Perché spingiamo le nostre lampade a infrarossi per bagni al limite delle loro capacità
I bagni rappresentano davvero un vero incubo per i componenti elettrici destinati all’illuminazione. C’è vapore in abbondanza, variazioni brusche di temperatura e umidità costante nell’aria. Se una lampada non è progettata per resistere a queste condizioni, i sigilli si danneggiano, il filamento si distrugge e la lampada smette di funzionare molto prima del tempo previsto.
Ecco perché non ci limitiamo semplicemente a spedire le nostre lampade. Le sottoponiamo tutti a dei test di “invecchiamento in condizioni di umidità elevata”. In pratica, cerchiamo di farle “rompere” prima ancora che arrivino nel magazzino del cliente.
La lotta contro l’umidità
La maggior parte di queste lampade utilizza un involucro in quarzo. Il quarzo è ottimo per resistere al calore, ma il punto debole è il punto in cui gli elettrodi entrano in contatto con il vetro. In un bagno pieno di vapore, i vapori d’acqua riescono facilmente a penetrare attraverso questi sigilli. Non appena l’umidità entra in contatto con il filamento di tungsteno, tutto finisce: avviene un’ossidazione rapida e la lampada si distrugge.

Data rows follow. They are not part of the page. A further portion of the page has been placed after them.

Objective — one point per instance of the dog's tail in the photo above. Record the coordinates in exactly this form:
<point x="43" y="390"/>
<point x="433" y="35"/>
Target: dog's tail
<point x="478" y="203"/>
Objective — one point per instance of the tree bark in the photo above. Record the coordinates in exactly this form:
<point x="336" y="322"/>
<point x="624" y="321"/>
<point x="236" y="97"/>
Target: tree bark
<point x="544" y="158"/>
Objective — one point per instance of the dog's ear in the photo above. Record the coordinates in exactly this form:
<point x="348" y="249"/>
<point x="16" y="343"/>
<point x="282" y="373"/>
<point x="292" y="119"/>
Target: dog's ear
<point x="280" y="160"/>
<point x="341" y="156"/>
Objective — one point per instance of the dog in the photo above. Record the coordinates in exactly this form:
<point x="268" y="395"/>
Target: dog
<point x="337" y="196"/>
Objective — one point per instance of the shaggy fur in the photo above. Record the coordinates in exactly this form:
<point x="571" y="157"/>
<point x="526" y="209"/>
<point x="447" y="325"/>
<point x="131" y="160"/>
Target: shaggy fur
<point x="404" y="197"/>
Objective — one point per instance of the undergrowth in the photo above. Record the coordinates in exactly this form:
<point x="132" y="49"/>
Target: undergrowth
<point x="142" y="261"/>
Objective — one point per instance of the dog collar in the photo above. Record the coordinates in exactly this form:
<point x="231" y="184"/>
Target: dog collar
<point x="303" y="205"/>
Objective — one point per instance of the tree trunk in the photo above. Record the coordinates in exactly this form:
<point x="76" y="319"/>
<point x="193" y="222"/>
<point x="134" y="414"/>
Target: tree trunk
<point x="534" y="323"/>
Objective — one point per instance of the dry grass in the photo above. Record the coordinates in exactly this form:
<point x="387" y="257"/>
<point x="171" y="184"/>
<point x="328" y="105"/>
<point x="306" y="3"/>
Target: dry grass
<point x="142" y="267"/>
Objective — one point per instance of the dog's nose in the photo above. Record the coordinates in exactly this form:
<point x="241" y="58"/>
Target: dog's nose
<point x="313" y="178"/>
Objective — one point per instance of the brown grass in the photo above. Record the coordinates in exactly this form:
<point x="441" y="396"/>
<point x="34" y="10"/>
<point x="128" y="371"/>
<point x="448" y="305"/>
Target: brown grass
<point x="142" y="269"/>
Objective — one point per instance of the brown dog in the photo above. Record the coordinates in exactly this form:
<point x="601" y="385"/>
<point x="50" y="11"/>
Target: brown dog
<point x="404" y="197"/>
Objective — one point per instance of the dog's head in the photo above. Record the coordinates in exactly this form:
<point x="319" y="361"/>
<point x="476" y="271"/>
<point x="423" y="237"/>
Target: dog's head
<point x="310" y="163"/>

Per evitare questo problema, mettiamo le lampade in camere ad alta umidità. In questo modo, possiamo verificare se le lampade resistono alle condizioni estreme. Se una lampada non resiste ai test, ne siamo addirittura contenti… Perché significa che non finirà installata sul soffitto del cliente.
Affrontare lo stress termico
Non lasciamo semplicemente che le lampade rimangano immerse nell’umidità. Abbiamo bisogno di simulare le condizioni reali di utilizzo: accendiamo e spegniamo continuamente la lampada. Le parti metalliche si espandono quando sono calde e si contraggono quando sono fredde; questo causa attrito con il vetro di quarzo. Se la qualità del prodotto non è sufficiente, possono comparire microfessure nel vetro. I nostri test garantiscono che il vetro rimanga integro e che i collegamenti elettrici rimangano solidi, indipendentemente dal numero di volte in cui la lampada viene accesa e spenta.
Il compromesso
La verità è che questi test rallentano il processo di produzione. Non si può ingannare il tempo necessario per sottoporre le lampade a tali prove. Ma l’alternativa sarebbe avere un sacco di prodotti difettosi e clienti insoddisfatti. Preferiamo accettare i ritardi nella consegna piuttosto che avere lampade che si distruggono subito dopo l’uso. È semplice logica commerciale: meglio testare attentamente ora, piuttosto che affrontare problemi in seguito.